Russia’s full-scale invasion of Ukraine has now been raging for four years – and despite repeated attempts at peace talks brokered by the US, there appears to be no end in sight.
As the war marks the grim anniversary milestone on Tuesday, the bloody war of attrition continues having claimed the lives of more than 15,000 Ukrainian civilians.
In the last year, Moscow has ramped up its use of drones by 200 per cent, launching hundreds of strikes from unmanned aircraft on a regular basis.
Vladimir Putin’s forces have also increasingly targeted Ukraine’s energy infrastructure, leaving millions without power or heat as the face their coldest winter in years, with temperatures as low as -26C.
On the political stage, Ukrainian president Volodymyr Zelensky has been forced to fight a battle on two fronts – trying to keep a volatile US president onside while also pushing back against Moscow’s uncompromising territorial demands during fruitless peace talks.
Funding the war has also become a growing problem for Zelensky, with the US cutting its aid by 99 per cent since Trump returned to office in 2025.
The Independent looks at the cost of Putin’s war four years on.
The past year has seen Russian forces increasingly target civilians, with more number killed and injured than any year other than 2022.

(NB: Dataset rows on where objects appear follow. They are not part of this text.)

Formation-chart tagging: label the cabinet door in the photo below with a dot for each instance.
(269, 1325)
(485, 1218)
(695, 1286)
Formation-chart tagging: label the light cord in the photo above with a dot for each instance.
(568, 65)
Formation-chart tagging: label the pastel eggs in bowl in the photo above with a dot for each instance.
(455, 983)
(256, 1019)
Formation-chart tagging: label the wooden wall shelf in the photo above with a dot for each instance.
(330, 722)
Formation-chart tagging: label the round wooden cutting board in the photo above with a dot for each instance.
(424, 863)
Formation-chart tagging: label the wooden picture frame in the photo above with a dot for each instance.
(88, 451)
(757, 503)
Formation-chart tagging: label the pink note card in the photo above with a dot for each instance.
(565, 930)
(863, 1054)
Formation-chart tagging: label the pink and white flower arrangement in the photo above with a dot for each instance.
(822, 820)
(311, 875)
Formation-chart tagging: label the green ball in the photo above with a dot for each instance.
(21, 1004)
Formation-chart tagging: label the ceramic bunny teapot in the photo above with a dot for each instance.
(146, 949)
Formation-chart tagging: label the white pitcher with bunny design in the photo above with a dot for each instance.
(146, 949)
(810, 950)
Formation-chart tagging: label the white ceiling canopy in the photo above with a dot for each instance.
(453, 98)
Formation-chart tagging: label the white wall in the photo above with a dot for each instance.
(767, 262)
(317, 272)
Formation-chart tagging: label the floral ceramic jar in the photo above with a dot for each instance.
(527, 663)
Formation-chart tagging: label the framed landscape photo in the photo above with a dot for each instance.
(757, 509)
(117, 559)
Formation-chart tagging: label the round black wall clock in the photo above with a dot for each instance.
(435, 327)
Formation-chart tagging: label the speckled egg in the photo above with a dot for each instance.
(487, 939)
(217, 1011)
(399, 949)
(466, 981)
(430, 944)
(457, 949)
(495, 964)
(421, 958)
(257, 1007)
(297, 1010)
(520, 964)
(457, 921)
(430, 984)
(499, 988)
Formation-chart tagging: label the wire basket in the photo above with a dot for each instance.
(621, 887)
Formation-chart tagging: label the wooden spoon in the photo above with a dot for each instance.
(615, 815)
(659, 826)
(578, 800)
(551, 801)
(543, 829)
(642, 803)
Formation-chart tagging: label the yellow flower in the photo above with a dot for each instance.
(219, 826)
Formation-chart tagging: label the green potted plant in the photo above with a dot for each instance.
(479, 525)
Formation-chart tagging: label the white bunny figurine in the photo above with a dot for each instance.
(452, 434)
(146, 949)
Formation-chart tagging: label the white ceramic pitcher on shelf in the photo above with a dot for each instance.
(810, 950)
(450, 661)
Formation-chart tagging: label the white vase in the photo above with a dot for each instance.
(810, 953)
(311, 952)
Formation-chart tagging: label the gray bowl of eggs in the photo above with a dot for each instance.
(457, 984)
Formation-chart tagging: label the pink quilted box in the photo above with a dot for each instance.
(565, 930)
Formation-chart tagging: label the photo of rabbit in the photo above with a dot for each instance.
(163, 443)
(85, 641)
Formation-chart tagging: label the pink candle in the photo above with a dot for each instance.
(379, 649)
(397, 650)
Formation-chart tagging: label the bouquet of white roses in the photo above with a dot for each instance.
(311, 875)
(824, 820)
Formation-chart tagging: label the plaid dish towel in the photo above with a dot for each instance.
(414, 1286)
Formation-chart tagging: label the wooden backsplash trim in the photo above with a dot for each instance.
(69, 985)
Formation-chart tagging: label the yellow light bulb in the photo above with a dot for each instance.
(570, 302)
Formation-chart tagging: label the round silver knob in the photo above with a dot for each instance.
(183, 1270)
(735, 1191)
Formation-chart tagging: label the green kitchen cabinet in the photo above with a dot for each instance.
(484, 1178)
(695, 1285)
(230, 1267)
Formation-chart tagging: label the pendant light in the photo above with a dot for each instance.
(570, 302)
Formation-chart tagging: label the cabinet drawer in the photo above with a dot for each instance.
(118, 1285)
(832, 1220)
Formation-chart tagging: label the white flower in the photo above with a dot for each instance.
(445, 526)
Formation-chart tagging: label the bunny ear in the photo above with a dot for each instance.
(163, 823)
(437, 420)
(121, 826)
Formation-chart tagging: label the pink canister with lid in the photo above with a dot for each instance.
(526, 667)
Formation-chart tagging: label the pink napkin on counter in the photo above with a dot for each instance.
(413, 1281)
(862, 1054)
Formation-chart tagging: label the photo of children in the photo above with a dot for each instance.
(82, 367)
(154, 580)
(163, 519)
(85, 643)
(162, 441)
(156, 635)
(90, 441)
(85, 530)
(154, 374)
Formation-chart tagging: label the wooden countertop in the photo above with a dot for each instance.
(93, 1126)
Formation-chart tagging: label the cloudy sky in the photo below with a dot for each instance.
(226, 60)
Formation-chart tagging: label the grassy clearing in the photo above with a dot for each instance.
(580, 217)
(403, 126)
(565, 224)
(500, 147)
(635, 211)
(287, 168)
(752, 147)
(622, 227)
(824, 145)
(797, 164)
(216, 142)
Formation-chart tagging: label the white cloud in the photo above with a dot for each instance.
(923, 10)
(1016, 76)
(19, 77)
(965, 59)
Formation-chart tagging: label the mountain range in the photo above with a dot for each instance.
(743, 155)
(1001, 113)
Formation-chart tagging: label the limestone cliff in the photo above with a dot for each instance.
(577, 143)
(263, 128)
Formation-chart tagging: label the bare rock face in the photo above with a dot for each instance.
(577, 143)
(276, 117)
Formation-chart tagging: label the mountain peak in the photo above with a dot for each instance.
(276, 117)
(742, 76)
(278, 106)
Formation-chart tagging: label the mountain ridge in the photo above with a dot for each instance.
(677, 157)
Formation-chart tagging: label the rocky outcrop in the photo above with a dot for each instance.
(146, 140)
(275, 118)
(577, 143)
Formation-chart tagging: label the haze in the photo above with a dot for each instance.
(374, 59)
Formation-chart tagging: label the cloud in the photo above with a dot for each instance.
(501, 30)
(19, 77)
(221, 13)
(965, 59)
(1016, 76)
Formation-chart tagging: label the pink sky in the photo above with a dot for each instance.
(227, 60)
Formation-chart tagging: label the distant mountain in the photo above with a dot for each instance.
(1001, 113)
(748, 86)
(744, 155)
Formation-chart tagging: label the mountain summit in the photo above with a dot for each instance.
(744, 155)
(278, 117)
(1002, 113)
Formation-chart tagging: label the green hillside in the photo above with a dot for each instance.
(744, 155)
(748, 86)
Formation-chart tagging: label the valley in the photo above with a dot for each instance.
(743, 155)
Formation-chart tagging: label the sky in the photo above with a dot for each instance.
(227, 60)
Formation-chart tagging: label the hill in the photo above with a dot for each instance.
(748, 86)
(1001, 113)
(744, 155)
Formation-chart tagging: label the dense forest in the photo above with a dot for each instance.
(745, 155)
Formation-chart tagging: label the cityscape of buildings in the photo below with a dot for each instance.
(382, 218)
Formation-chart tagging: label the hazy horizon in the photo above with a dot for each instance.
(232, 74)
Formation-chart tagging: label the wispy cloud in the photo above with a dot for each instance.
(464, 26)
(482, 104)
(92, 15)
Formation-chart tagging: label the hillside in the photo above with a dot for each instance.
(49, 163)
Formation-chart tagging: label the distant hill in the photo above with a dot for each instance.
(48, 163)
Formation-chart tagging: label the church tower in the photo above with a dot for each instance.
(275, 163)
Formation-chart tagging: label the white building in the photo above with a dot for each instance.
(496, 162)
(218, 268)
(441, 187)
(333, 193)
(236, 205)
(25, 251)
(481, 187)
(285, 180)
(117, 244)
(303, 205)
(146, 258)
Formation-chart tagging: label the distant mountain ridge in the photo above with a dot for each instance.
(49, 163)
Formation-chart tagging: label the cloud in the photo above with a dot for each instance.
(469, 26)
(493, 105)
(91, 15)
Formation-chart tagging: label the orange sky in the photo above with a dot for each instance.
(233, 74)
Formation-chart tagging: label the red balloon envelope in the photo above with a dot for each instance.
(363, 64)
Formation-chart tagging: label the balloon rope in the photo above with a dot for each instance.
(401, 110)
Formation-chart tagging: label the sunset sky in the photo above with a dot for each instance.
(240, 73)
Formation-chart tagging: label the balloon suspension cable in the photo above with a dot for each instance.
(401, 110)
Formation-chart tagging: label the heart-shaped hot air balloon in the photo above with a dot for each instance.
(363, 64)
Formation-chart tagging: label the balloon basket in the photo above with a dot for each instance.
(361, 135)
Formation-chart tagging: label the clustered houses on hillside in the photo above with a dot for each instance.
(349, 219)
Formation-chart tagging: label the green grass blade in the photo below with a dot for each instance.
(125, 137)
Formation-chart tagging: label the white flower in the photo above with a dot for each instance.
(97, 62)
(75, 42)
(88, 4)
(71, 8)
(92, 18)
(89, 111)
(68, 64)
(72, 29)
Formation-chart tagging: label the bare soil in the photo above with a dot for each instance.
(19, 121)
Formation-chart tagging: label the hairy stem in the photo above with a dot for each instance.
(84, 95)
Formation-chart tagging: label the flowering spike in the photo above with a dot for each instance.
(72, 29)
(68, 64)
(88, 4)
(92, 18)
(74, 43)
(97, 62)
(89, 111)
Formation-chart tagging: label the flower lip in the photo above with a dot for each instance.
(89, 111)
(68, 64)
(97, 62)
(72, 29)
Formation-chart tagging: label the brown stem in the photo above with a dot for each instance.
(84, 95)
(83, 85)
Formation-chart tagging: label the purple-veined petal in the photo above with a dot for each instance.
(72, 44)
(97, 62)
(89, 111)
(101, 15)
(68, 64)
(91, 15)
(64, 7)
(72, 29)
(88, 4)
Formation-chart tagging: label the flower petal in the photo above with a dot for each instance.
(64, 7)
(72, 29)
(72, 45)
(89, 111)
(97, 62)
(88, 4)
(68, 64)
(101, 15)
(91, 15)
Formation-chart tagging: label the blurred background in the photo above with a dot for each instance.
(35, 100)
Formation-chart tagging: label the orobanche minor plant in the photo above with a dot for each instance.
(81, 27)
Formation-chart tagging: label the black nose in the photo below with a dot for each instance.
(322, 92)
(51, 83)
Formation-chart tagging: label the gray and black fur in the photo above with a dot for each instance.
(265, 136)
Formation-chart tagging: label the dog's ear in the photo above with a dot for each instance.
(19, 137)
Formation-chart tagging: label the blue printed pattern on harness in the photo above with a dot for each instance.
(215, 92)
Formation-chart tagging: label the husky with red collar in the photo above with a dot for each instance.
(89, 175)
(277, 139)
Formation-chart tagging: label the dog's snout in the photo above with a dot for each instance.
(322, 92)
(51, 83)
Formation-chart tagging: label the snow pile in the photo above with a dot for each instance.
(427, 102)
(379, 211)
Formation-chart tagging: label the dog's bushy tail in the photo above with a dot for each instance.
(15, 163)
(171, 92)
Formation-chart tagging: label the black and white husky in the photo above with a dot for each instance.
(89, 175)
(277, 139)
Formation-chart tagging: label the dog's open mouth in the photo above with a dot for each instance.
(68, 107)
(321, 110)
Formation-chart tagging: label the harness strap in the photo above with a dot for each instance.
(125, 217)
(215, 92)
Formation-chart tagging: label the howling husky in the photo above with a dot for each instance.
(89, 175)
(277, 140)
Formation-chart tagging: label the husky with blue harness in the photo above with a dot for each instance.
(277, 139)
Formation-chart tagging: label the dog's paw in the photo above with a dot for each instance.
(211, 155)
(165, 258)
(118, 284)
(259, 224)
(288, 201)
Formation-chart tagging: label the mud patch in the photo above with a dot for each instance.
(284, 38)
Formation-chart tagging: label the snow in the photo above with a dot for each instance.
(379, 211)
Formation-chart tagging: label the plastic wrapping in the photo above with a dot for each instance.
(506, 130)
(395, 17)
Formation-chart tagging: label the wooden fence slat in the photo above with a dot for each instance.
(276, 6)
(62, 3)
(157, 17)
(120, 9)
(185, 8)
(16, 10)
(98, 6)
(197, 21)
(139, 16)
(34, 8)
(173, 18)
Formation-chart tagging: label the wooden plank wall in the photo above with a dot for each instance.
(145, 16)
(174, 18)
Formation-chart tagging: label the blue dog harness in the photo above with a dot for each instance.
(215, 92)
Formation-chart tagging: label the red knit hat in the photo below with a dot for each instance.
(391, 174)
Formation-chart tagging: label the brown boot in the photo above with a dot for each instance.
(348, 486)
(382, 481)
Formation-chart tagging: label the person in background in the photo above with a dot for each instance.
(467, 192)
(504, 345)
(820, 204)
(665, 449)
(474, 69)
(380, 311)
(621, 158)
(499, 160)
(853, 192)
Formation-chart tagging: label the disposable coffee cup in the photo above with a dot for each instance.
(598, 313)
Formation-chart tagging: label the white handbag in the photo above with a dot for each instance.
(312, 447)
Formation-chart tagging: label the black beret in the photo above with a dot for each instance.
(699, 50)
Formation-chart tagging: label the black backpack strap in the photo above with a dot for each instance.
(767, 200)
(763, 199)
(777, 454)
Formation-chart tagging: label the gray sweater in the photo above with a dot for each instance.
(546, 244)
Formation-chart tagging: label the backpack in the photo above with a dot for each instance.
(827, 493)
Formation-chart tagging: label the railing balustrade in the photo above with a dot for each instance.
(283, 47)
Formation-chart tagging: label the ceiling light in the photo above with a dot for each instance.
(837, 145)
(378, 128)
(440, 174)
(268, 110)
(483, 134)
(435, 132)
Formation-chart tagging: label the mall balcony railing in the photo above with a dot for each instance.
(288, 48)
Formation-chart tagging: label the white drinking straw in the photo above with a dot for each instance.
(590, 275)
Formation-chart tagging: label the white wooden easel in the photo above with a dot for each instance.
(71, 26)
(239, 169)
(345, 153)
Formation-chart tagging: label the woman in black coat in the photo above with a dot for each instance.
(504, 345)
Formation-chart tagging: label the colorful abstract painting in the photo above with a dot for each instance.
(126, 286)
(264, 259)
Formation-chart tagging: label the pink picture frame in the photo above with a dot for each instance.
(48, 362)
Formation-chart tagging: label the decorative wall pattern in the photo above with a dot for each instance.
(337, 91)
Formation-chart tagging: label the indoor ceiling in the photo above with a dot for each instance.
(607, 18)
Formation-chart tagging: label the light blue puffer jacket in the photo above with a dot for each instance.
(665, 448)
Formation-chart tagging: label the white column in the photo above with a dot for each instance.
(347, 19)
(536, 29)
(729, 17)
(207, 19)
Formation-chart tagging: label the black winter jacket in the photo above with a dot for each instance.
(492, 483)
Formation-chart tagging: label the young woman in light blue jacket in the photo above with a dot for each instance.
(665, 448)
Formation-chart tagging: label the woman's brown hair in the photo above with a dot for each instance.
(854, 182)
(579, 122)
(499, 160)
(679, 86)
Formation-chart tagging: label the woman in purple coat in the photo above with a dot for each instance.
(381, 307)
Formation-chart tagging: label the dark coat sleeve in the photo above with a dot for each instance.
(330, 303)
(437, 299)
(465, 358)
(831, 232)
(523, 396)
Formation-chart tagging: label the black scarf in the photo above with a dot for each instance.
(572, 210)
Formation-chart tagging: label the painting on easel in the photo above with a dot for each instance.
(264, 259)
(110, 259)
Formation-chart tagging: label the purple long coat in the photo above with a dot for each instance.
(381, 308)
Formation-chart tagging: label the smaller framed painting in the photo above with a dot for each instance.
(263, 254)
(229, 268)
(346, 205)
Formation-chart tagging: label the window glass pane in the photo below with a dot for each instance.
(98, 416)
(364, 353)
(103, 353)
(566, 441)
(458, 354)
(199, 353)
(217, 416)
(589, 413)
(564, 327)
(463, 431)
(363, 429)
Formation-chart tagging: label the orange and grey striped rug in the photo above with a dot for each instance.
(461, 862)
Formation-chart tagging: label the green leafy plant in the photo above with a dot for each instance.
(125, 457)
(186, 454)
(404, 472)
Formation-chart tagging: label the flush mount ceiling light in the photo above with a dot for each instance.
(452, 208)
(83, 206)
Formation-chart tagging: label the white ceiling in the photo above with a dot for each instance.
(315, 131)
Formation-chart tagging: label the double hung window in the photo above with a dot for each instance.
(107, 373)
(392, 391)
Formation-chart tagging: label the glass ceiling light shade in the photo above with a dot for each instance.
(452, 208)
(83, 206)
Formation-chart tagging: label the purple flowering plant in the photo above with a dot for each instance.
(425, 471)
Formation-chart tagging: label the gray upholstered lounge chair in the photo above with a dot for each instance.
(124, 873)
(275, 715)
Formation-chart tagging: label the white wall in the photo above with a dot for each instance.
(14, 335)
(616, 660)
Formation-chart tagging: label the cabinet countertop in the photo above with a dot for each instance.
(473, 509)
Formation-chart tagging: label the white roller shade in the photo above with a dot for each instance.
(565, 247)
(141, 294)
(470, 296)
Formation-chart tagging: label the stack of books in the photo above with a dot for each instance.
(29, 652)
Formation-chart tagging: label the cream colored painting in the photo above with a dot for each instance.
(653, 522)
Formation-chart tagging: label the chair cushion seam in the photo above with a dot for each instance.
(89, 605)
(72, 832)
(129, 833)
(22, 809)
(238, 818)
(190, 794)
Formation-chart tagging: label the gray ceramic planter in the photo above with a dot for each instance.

In 2025 there were 14,656 civilian casualties – including injuries and deaths – marking a 31 per cent increase on the year before.
Since the war began, 15,172 Ukrainian civilians have been killed, including 739 children, according to the UN’s Office of the High Commissioner for Human Rights (OHCHR).
Russian military casualties last month hit the 1.2 million benchmark, a death toll not suffered by any major power since World War 2, according to the Centre for Strategic and International Studies (CSIS)
Moscow dramatically increased its drone production in 2025, allowing it to launch hundreds each night at targets across Ukraine to devastating effect.
“The rapid expansion of drone warfare and increasingly autonomous systems has made it easier to carry out attacks with devastating consequences for civilians,” Uliana Poltavets, Ukraine programme coordinator for rights group Physicians for Human Rights (PHR), told The Independent.
More than half of the 58,495 air and drone strikes carried out by Russian and Ukrainian forces since 2022 have been carried out in the past year, data from monitoring group Armed Conflict Location & Event Data (ACLED) shows.